The AFL, formed in 1959, is at a disadvantage, naturally, but it does promise to search out means to get the player "onto a broader financial basis during the off season." "Through a large fund of business contacts," says Joe Foss, commissioner, "our team executives try to establish him in a job that fits his aptitude, thus preparing him for the inevitable day when the game and the career don't mix."
There are even statements by rejected AFL candidates about how nicely they were fired. And the AFL frankly acknowledges that sometimes recruiters (of both leagues) promise a draft choice one post, only to have his team assign him to another. "A fine guard was lost to one team because a rival promised he would be a regular offensive guard his first year. Several years later he was still getting into the game only on the specialty kickoff and punting units."

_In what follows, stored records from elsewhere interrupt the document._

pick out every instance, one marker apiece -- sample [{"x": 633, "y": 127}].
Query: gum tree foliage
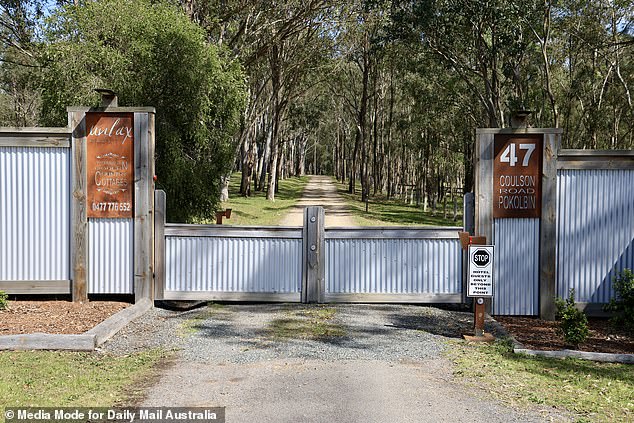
[{"x": 151, "y": 54}]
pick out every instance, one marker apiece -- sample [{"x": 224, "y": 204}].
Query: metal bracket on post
[{"x": 313, "y": 265}]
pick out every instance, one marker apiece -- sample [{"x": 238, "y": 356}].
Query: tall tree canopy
[
  {"x": 384, "y": 94},
  {"x": 150, "y": 53}
]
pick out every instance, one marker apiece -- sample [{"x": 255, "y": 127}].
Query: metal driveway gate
[{"x": 309, "y": 264}]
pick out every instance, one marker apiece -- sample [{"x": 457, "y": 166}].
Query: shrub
[
  {"x": 573, "y": 323},
  {"x": 4, "y": 300},
  {"x": 623, "y": 304}
]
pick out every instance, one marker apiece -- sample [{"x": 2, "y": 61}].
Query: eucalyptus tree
[{"x": 150, "y": 53}]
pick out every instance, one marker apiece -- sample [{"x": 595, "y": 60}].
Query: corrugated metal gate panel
[
  {"x": 246, "y": 265},
  {"x": 34, "y": 213},
  {"x": 516, "y": 289},
  {"x": 393, "y": 266},
  {"x": 595, "y": 231},
  {"x": 111, "y": 256}
]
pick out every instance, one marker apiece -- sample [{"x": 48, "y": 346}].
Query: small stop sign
[{"x": 481, "y": 258}]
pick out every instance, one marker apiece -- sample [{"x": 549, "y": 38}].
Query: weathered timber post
[
  {"x": 160, "y": 206},
  {"x": 313, "y": 264}
]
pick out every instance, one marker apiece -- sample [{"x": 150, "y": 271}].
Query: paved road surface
[{"x": 321, "y": 191}]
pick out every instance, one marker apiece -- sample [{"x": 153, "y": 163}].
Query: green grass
[
  {"x": 394, "y": 212},
  {"x": 71, "y": 379},
  {"x": 590, "y": 391},
  {"x": 313, "y": 323},
  {"x": 257, "y": 210}
]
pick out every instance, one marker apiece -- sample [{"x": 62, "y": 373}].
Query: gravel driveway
[{"x": 299, "y": 363}]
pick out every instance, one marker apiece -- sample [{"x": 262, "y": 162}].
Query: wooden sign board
[
  {"x": 517, "y": 175},
  {"x": 110, "y": 167},
  {"x": 480, "y": 281}
]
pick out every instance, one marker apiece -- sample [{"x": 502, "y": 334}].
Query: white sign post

The AFL argument we like best is that it is a "warm weather league." "There has never been an AFL game played on frozen ground," says the AFL.
CANADIAN CAPER
The Kentucky Derby is six months away. It would take a shrewd handicapper to pick its winner from today's 2-year-olds—but there is a Canadian champion, Northern Dancer, who has won seven of his nine races and come second twice. He runs well on any kind of track at a variety of distances and was ridden by four different jockeys. His breeding is glamorous: by Nearctic out of a Native Dancer mare, Natalma.
Northern Dancer's owner and trainer, E. P. Taylor and Horatio Luro, respectively, saddled Victoria Park, also from Canada, and took third place in the 1960 Derby. Luro brings his horses along carefully and slowly. He did that and won the 1962 Derby with Decidedly. He plans to rest Northern Dancer until the spring classics. Watch out.
ILLUSTRATION
THEY SAID IT
•President Lyndon B. Johnson: "We must constantly be vigilant and on the alert to keep our air clean, to keep our water pure, to keep our forests green, to keep our birdlife abundant and our wildlife plentiful or else we will lose a vital essential of what we love to call America."
•Mrs. Lennie Dawson, wife of Kansas City Chiefs' quarterback, on how she feels when she hears fans boo her husband: "Sometimes I feel like booing him myself."